12. Ancaman

229 43 5
                                    

Bayangan Syabil menangis kemarin tiba-tiba memenuhi pikiran Alita lagi. Hanya berselang sehari hingga berita keluar dari sekolah sampai ke telinganya bahkan dari orang tua Syabil sendiri. Walau sebenarnya tadi ia tidak sengaja menguping.

Ada apa ini?

Alasan Syabil kemarin menangis sudah bisa Alita pastikan karena melihat kedekatannya dengan Raiyan. Tapi Alita bisa apa? jika setiap kali ia mengusir Raiyan namun cowok itu seakan tidak punya telinga untuk penolakan Alita. Ditambah lagi dengan perasaan yang membuat Alita sendiri bingung. Otaknya tidak ingin memikirkan cowok itu, tapi hatinya melawan.

"Ta,"

Alita terhenyak saat Sephia menepuk bahunya.

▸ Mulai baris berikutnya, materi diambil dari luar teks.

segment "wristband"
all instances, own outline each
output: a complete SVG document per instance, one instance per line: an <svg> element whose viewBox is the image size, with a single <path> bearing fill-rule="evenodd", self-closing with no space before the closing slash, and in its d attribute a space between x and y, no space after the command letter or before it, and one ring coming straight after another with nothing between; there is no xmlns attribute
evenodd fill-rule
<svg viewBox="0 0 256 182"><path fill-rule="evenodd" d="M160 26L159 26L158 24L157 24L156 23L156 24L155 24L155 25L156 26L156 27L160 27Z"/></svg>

"Apa mikir materi Speech sestress itu?" Sephia menertawai raut kaget Alita. "lo kayak orang baru dipecat kerja setelah ketemu Miss Indira."

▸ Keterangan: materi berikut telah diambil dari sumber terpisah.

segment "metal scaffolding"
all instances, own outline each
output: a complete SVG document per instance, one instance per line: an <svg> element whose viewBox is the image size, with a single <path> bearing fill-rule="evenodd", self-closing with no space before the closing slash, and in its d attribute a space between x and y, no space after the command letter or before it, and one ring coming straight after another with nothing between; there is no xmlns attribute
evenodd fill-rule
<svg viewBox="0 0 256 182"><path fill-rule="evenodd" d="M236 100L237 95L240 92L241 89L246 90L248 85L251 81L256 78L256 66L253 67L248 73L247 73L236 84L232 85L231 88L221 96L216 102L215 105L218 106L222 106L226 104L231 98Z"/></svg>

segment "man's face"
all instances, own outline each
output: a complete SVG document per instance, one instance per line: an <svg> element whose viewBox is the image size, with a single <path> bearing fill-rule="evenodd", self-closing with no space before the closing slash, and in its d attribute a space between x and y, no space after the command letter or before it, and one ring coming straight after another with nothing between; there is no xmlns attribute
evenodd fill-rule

Alita tersenyum kecil. Seolah mendukung dugaan sahabatnya.

"Jam olahraga udah abis, ganti baju yuk."

"Tadi lo udah ijinin gue ke Pak Gatot? Mima ke mana?" Alita celingukan mencari satu sahabatnya lagi.

"Masih sama Jamil." Sephia menggandeng Alita menuju loker. "Meskipun mantannya banyak, gue nggak pernah liat Mima sejatuh cinta itu sama cowok." Sephia melirik Alita sambil tersenyum. "Mima itu tipe cewek yang suka dikejar, abis gitu dia yang buang pacarnya pas udah bosen. Nggak nyangka yang bisa bikin Yemima ngebet malah cowok semacam Jamil. Ya 'kan, Ta?"

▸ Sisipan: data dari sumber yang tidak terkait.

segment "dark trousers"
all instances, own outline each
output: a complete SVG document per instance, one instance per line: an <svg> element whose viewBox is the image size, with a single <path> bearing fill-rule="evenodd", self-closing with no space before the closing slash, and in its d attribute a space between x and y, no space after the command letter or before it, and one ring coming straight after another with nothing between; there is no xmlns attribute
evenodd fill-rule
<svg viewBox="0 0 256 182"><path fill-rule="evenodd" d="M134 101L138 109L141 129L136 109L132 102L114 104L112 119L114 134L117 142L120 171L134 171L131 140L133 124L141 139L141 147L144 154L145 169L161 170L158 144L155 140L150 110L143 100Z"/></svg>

Alita tersenyum tipis. "Jamil cowok polos. Semoga dia emang sepolos yang kita lihat. Awas aja kalo dia berani macem-macemin Mima!" ia meninju telapak tangannya sendiri.

Tawa Sephia berderai. "Kebalik deh kayaknya. Karena Mima yang lebih agresif."

Sepasang sahabat itu tertawa sambil membuka loker. Mengambil seragam ganti lalu ke kamar mandi.

"Tapi, mereka nggak mungkin bersatu 'kan?" Alita berbicara pada Sephia yang ada di bilik toilet sebelah. Suaranya terdengar sedih.

"Kita masih SMA, Ta. Waktu kita masih panjang. Biarin Mima sama Jamil menikmati hubungan mereka."

"Hm, gue cuma nggak mau temen gue patah hati. Jamil sendiri belum pernah pacaran. Nggak ngebayangin gimana nanti mereka harus pisah bukan karena udah nggak saling sayang. Tapi karena keyakinan."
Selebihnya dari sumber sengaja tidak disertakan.